En obediencia a la Palabra de Dios, también estamos llamados a oponernos a
las prácticas que fomentan la arrogancia de los hombres, que hieren o degradan
a las mujeres, y ponen en peligro la vida de los inocentes aún no nacidos.
Estamos llamados a respetarnos y apoyarnos mutuamente, y a estar cerca de todos
los que pasan necesidad. Las familias cristianas tienen esta misión especial:
irradiar el amor de Dios y difundir las aguas vivificantes de su Espíritu. Esto
tiene hoy una importancia especial, cuando vemos el avance de nuevos desiertos
creados por la cultura del materialismo y de la indiferencia hacia los demás.
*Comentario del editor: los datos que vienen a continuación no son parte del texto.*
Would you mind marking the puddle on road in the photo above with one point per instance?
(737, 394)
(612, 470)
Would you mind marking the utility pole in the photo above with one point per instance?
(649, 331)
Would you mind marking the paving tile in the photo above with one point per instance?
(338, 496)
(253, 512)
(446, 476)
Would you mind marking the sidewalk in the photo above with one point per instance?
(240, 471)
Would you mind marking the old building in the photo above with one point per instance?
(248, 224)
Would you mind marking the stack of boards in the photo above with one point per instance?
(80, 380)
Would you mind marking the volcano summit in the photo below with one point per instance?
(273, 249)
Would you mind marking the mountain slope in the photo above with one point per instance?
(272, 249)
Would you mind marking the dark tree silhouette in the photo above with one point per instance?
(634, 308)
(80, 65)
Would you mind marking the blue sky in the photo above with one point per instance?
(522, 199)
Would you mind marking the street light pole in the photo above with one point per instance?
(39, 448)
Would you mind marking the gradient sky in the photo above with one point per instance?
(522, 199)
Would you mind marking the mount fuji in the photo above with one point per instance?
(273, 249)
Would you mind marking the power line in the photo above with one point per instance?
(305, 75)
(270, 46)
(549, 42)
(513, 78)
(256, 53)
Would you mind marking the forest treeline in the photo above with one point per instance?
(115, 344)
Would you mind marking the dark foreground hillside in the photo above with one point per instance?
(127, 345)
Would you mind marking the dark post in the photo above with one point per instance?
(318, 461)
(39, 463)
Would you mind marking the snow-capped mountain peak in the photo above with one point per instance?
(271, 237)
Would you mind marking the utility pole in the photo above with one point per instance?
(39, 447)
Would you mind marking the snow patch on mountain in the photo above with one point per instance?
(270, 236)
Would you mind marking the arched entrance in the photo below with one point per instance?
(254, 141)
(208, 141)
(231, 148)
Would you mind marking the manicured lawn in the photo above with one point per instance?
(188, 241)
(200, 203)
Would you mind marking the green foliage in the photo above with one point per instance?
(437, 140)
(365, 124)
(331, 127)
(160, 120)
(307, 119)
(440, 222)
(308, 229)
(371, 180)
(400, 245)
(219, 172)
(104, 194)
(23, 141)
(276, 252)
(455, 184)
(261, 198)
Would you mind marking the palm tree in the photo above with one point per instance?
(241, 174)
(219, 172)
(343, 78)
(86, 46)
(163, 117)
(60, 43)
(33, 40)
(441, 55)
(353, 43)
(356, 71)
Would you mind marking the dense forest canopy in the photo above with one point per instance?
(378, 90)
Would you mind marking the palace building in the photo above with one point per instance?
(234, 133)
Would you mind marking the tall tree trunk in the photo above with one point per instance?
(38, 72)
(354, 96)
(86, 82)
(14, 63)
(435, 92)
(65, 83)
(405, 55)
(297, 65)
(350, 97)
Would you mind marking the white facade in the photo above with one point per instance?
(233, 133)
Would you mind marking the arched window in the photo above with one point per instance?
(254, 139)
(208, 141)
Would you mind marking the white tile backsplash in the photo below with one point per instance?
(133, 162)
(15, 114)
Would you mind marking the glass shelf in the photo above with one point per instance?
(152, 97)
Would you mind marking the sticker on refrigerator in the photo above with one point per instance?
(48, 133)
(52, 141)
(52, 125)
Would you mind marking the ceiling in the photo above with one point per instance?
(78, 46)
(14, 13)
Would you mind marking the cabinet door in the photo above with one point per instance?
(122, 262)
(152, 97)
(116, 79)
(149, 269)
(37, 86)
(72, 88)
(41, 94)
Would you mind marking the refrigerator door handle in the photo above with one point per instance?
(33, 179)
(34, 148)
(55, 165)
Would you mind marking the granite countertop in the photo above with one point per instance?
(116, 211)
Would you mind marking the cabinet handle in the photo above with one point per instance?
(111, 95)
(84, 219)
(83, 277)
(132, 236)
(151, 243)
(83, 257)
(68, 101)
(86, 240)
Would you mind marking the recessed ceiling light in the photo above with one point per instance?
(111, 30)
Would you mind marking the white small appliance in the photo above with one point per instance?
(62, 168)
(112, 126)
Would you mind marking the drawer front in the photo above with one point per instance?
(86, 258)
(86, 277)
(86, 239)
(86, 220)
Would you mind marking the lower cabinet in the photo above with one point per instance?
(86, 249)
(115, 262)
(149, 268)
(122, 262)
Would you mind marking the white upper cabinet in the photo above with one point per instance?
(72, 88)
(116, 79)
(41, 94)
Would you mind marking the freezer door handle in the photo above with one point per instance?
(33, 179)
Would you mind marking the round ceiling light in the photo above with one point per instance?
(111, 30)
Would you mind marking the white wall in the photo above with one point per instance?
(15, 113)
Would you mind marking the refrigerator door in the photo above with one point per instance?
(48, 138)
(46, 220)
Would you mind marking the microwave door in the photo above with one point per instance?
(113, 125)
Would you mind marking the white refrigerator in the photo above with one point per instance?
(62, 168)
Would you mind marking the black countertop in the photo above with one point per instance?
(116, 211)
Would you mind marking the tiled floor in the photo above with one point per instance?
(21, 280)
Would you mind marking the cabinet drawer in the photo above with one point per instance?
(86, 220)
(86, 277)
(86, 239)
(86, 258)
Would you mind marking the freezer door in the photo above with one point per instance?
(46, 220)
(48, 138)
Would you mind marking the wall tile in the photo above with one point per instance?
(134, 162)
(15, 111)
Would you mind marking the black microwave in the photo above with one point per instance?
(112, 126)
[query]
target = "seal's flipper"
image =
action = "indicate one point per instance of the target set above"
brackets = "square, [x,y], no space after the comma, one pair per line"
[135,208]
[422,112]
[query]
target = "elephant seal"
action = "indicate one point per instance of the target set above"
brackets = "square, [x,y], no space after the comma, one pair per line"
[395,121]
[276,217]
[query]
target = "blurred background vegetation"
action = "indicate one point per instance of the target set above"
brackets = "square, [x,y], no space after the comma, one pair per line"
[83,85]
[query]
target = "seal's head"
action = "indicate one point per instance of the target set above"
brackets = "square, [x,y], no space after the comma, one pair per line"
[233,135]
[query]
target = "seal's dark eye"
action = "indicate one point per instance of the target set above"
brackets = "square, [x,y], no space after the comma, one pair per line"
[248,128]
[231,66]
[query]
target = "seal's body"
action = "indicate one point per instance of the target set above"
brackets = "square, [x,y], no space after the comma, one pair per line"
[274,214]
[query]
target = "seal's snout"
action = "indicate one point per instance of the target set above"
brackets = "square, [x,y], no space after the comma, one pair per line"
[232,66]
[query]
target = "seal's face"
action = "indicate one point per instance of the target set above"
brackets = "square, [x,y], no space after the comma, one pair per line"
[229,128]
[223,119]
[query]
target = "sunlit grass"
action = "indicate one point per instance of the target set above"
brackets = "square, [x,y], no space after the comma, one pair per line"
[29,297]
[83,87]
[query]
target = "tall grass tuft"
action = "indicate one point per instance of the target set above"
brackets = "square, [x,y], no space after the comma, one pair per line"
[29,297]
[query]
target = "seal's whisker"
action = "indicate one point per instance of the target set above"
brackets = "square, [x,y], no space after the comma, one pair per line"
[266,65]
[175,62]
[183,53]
El Señor nos hace otra promesa en las lecturas de hoy. Como Buen Pastor,
que nos guía por los caminos de la vida, Él nos promete habitar en su casa por
años sin término (cf. Sal 23,6). También en este caso vemos cumplida su promesa
en la vida de la Iglesia. En el Bautismo, Él nos conduce hacia fuentes
tranquilas y reaviva nuestra alma. En la Confirmación nos unge con el óleo de
la alegría espiritual y de la fortaleza. Y en la Eucaristía nos prepara una
mesa, la mesa de su propio cuerpo y sangre, para la salvación del mundo.
Necesitamos estos dones de gracia. Nuestro mundo tiene necesidad de ellos.
Kenia necesita estos dones. Ellos fortalecen nuestra fidelidad en medio de las
adversidades, cuando parece que estamos caminando «por el valle de las sombras
de la muerte». Pero también cambian nuestros corazones. Nos hacen más fieles
discípulos del divino Maestro, vasos de misericordia y de amorosa ternura en un
mundo lacerado por el egoísmo, el pecado y la división. Estos son los dones que
Dios en su providencia les concede para que contribuyan, como hombres y mujeres
de fe, en la construcción de su país, con la concordia civil y la solidaridad
fraterna. De manera particular, son dones que hay que compartir con los
jóvenes, que aquí, como en otras partes de este gran continente, son el futuro
de la sociedad.
Aquí, en el corazón de esta Universidad, donde se forman las mentes y los
corazones de las nuevas generaciones, hago un llamado especial a los jóvenes de
la nación. Que los grandes valores de la tradición africana, la sabiduría y la
verdad de la Palabra de Dios, y el generoso idealismo de su juventud, los guíen
en su esfuerzo por construir una sociedad que sea cada vez más justa, inclusiva
y respetuosa de la dignidad humana. Preocúpense de las necesidades de los
pobres, rechacen todo prejuicio y discriminación, porque –lo sabemos– todas
estas cosas no son de Dios.
Todos conocemos bien la parábola de Jesús sobre aquel hombre que edificó su
casa sobre arena, en vez de hacerlo sobre roca. Cuando soplaron los vientos, se
derrumbó, y su ruina fue grande (cf. Mt 7,24-27). Dios es la roca sobre la que
estamos llamados a construir. Él nos lo dice en la primera lectura y nos
pregunta: «¿Hay un dios fuera de mí?» (Is 44,8).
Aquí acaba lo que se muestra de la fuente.